How Important Is Fat to the Brain Cells?

The brain is the single most expensive organ in the body concerning metabolic needs.

It occupies only 5 percent of our total mass but uses at least 20–30 percent of our body’s energy supply to meet its considerable demands.

Many people assume that the brain needs glucose for this energy, but few are aware that it prefers ketones, the energy unit of fat, for its dominant fuel source!

The brain can and does use glucose, especially when a person consumes a diet that is dominated by carbohydrates or during an emergency, but glucose isn’t as essential to the day-to-day functioning of the brain as is commonly presented and believed.

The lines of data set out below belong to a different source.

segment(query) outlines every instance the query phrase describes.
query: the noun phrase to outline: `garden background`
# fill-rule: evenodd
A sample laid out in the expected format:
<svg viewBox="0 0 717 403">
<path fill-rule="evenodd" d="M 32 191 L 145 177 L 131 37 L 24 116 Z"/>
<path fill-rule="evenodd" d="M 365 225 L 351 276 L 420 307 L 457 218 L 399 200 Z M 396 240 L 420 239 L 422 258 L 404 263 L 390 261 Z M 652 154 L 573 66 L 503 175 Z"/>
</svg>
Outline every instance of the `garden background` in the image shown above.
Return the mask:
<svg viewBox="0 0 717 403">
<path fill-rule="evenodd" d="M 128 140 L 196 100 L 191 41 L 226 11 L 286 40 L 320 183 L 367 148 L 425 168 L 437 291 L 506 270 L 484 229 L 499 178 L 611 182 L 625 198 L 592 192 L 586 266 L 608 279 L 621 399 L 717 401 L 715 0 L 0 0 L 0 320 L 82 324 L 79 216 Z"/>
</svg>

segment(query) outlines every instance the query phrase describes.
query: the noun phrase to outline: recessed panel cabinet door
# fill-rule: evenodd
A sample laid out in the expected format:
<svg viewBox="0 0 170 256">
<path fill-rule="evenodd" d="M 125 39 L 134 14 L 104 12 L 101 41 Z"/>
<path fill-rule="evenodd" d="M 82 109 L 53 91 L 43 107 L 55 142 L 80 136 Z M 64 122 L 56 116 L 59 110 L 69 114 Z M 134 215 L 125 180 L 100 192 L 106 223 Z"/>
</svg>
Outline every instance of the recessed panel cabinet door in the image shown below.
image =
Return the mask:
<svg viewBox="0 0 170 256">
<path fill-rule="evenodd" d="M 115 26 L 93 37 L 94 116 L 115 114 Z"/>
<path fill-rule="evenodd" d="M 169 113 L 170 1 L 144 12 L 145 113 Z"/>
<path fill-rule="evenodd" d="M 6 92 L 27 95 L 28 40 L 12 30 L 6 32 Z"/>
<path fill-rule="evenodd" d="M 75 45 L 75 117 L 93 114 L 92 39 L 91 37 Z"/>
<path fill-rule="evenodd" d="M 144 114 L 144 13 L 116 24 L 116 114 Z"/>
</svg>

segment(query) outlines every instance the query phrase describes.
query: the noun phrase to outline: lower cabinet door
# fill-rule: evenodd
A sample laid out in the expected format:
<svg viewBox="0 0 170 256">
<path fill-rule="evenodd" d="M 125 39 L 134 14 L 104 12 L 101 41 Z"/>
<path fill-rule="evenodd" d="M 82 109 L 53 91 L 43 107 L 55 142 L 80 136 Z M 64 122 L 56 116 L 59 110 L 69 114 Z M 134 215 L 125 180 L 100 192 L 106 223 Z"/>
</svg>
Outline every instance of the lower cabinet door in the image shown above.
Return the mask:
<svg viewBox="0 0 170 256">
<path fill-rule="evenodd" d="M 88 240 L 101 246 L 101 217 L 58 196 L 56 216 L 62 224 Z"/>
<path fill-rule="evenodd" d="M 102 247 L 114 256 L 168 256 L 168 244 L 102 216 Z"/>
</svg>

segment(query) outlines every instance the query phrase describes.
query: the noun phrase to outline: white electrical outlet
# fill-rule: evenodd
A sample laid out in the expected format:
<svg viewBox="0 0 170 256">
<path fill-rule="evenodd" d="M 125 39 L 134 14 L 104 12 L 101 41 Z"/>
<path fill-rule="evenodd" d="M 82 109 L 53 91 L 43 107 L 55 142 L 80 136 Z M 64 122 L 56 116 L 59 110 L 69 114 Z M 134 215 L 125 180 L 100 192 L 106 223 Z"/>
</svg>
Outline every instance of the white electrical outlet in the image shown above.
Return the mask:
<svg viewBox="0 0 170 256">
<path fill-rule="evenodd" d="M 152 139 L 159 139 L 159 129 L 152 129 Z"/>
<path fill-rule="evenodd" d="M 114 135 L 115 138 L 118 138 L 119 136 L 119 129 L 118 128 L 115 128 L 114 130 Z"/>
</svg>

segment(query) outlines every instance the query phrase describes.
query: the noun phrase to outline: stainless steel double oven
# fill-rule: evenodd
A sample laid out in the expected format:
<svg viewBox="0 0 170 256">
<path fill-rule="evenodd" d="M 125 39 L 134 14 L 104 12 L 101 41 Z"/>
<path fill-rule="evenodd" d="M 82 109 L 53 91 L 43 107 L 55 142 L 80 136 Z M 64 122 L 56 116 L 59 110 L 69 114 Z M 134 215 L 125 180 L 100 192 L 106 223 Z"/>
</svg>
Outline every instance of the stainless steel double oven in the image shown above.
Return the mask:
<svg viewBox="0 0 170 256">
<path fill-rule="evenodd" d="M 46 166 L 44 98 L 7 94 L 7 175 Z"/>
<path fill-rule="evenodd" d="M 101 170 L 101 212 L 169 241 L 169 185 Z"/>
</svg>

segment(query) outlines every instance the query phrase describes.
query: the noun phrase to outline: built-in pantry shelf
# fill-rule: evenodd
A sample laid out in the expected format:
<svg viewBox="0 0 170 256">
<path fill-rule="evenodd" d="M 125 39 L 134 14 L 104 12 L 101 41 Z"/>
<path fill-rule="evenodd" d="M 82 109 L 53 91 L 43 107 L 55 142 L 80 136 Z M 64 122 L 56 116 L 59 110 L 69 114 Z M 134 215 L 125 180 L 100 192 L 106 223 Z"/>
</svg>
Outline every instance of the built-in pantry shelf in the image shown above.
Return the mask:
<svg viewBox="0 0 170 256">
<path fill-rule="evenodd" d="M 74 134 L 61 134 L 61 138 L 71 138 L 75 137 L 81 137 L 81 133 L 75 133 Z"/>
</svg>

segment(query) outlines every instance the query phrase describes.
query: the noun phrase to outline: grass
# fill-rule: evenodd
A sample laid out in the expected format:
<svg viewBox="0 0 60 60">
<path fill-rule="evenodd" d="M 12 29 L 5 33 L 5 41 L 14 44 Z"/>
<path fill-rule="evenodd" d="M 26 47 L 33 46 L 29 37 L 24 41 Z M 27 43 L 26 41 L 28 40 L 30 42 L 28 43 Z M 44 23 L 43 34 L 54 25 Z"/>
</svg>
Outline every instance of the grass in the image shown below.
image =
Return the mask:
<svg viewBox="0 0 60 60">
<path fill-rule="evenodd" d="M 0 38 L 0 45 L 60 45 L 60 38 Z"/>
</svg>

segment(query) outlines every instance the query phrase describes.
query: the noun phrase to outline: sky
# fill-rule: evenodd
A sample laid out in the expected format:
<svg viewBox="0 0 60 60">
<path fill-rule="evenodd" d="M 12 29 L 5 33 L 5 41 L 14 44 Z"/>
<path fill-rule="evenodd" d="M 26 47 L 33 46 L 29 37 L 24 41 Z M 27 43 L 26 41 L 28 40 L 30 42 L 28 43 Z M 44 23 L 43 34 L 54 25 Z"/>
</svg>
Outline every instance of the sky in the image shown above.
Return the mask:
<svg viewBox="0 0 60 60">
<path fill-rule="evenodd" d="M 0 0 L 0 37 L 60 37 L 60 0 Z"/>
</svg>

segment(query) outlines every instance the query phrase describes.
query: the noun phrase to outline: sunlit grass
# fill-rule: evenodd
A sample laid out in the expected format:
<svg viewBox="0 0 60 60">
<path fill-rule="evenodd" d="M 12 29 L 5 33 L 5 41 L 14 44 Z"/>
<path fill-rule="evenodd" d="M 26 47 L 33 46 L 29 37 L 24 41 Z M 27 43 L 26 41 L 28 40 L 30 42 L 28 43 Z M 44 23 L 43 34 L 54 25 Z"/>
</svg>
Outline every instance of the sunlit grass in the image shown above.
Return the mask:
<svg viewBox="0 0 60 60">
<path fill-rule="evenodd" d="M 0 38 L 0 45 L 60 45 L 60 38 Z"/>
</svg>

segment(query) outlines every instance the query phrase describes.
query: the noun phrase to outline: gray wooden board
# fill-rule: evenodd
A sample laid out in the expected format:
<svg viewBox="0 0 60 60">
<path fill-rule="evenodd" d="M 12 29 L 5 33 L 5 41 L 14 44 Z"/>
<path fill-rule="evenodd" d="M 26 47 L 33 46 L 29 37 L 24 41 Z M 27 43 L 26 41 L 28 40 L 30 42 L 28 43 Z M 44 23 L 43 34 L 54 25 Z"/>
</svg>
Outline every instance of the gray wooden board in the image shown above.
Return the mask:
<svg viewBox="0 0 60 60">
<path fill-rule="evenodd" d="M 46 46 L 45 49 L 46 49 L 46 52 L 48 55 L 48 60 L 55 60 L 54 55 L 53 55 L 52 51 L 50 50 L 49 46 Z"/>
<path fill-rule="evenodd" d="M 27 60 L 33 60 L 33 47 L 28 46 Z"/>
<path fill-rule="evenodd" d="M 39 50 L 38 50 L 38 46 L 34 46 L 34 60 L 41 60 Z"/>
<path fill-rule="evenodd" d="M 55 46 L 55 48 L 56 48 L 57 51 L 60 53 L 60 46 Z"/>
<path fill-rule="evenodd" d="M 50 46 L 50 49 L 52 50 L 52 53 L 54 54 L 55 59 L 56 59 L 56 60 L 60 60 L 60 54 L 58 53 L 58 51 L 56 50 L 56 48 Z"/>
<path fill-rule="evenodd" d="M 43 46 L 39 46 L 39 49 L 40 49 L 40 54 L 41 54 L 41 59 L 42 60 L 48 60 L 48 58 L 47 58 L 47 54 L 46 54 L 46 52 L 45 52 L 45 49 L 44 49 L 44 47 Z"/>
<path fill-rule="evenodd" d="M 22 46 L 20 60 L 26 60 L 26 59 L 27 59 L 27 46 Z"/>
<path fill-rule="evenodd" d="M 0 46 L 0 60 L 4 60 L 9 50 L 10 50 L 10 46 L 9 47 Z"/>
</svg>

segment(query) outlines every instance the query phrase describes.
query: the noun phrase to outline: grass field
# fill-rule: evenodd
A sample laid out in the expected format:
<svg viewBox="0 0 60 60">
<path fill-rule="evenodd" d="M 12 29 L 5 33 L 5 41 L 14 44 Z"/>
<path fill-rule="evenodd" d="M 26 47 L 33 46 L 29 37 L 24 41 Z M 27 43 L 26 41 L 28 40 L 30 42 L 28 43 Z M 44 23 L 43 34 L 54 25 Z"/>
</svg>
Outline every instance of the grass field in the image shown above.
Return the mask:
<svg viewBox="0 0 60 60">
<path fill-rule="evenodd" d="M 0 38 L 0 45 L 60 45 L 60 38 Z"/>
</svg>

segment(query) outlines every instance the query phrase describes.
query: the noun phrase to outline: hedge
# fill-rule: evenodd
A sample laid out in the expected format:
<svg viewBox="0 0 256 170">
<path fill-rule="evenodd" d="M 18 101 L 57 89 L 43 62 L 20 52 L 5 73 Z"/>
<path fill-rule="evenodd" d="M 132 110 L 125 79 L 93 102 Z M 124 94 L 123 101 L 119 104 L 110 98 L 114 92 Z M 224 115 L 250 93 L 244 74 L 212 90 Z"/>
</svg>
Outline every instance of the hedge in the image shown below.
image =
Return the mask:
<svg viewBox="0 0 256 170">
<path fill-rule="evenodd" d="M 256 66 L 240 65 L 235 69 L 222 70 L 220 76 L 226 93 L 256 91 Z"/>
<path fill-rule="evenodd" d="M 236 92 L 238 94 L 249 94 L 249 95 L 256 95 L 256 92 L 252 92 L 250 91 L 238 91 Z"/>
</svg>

In the absence of carbohydrates, once metabolically adapted, the brain will readily and naturally turn to ketones as its primary source of fuel.

The brain uses ketones in a state of ketosis.

Cerebral ketone use is prevalent, for instance, in newborn infants nursing on fat-rich mother’s milk.

The switch to dependence on glucose does not occur until carbohydrates are introduced into a child’s diet.

The enzymes responsible for ketone metabolism, d-beta-hydroxybutyrate dehydrogenase, acetoacetate-succinyl-CoA transferase, and acetoacetyl-CoA thiolase, are present in brain tissue in sufficient amounts to convert ketones into acyl-CoA and to feed them into the tricarboxylic acid cycle at a sufficient rate to satisfy the metabolic demands of the brain (Siegel et al. 1999)

Cerebral use of ketones is increased more or less in direct proportion to the degree of ketosis.

The body preferentially burns excess sugar whenever it is present, mainly to rid the body of this damaging substance in any way it can.

Sugar or glucose will also dominate as a source of brain fuel when turbocharged energy is in sudden demand, such as in an emergency.

Sufficient carbohydrate stores in the form of glycogen in the liver are always available for this.

No one ever needs to consume carbohydrates for glucose to be available to the brain or body when needed.

Depending entirely on glucose as a primary fuel for the brain and body is

ultimately unnatural and problematic, in fact, but this is unfortunately the metabolic state in which the vast majority of people reside.

Brain cells don’t respond much to insulin and are therefore more vulnerable than just about any other tissue to the ravages of glycation and the oxidation or free-radical activity that glucose and glycation attract.

There is no such thing as a safe, low level of glucose.

Glucose and other sugars, such as fructose, always glycate and attract free-radical activity to some ongoing degree, no matter what.

Although we need glucose to some extent for feeding our red blood cells, glucose is really what eventually kills many of us a cruel irony.

We do maintain some control over the rate of glycation and degeneration, though, through what we choose to eat and what supplements we take.

Glycation is the primary cause of brain degeneration in aging and also in Alzheimer’s disease.

Alzheimer’s disease is basically a state of brain neuropathy.

Notice the sweet tooth in many patients with this condition.

Beta-amyloid proteins, or glycated tangles of proteins, clump and stick together in the brain and eventually cause the symptoms later identified as Alzheimer’s disease

The same sort of damage that is done to the brain in alcoholism occurs at a slow but steady rate when a person consumes any form of sugar- or starch-rich diet even with so-called complex carbohydrates.

Note that there are powerful associations with Alzheimer’s disease and gluten sensitivity as well.

When the brain and body learn, instead, to burn ketones as their primary source of fuel, the brain is spared much of this damage and is fed with a far more sustainable, reliable, and abundant source of energy to meet its constant metabolic needs.

One is far less subject to a “blood sugar low” and the mental, emotional, and physical symptoms associated with that state.

Blood sugar is thus essentially eliminated from the mood and cognitive equation.

The use of antiglycation nutrients can further protect from and help reverse, to at least some degree, these degenerative processes.